Beyin sapındaki hücre kaybının ve dopaminin azalma sürecinin, hastalık belirtilerinin ortaya çıkmasından yıllar önce başladığını söyleyen Diker, buna bağlı olarak bazı hastalarda hastalık bulgularından çok önce bazı uyarıcı belirtilerin olabileceğini belirtti. İlaca dirençli depresyon, kabızlık, koku duyusunda azalma, uykuda rüyalar sırasında bağırma ve hareketlilik gibi belirtilerin Parkinson hastalığının habercisi olduğunu kaydeden Diker, Parkinson hastalığı seyrinde de hareket sistemi ile ilgili belirtiler dışında, bunama, gün içi aşırı uykululuk, psikoz, yorgunluk, depresyon, kabızlık, salya akması, cinsel işlev bozuklukları, ortostatik hipotansiyon gibi belirtilerin de görülebildiğini söyledi.
Erken teşhis ve doğru tedavi yöntemleri ile hastalığın gidişatını yavaşlatmanın ve yaşam kalitesini yükseltmenin mümkün olduğunu da ifade eden Diker şöyle devam etti: “Tedavide birinci seçenek; beyinde azalan dopaminin yerine konmasını ya da etkisinin arttırılmasını sağlayan ilaçlardır.
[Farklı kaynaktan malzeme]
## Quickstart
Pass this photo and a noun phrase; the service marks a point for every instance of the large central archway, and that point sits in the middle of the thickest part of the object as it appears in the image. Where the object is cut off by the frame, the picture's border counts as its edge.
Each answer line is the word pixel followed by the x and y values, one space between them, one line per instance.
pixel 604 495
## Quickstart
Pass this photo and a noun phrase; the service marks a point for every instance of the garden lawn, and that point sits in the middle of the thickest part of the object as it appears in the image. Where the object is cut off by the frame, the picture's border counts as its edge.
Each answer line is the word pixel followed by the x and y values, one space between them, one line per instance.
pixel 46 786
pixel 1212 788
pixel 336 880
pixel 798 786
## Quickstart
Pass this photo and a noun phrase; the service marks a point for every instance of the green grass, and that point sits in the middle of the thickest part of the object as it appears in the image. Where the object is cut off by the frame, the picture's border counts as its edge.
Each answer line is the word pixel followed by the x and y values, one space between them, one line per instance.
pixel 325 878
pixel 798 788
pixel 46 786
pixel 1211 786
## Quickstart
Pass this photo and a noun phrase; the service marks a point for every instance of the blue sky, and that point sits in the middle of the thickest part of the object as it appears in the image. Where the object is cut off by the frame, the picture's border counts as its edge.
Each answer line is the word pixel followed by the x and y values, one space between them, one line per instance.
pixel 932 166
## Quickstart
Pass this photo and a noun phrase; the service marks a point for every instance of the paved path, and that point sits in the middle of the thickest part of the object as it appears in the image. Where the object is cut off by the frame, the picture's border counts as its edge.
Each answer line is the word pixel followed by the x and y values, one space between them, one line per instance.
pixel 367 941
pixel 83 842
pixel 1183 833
Hastanın yaşına, belirtilerine ve eşlik eden hastalıkların varlığına göre uygun ilaç tedavisi seçilir. İlaç tedavisinde hastanın yakın takibi ve tedaviye uyumu çok önemlidir. Hastalıkta en etkili ilaç levodopadır, bunun yanı sıra dopamin agonistleri dediğimiz grup başta olmak üzere sayılı ilaç çeşitleri mevcuttur. Bu ilaçların, özellikle levodopanın hassas dengeleri vardır. Hareketlerde aşırı yavaşlamadan, istemsiz aşırı hareketlere kadar değişen ilaç dozu ilişkili dalgalanmalara yol açabilir. İlaç tedavisi hem etkinlik hem de yan etkiler dikkate alınarak dinamik bir şekilde düzenlenmelidir. İlaç tedavisinin yeterli olmadığı ve hastanın işlevselliğinin çok aksadığı durumlarda cerrahi müdahaleler yapılabilir. Yukarıda bahsedilen hastalığın ikincil belirtilerinin de ek olarak tedavi edilmesi gerekebilir. Fizik tedavinin ise özellikle yavaşlık ve denge problemlerinin ön planda olduğu hastalarda medikal tedaviye katkısı önem arz etmektedir”.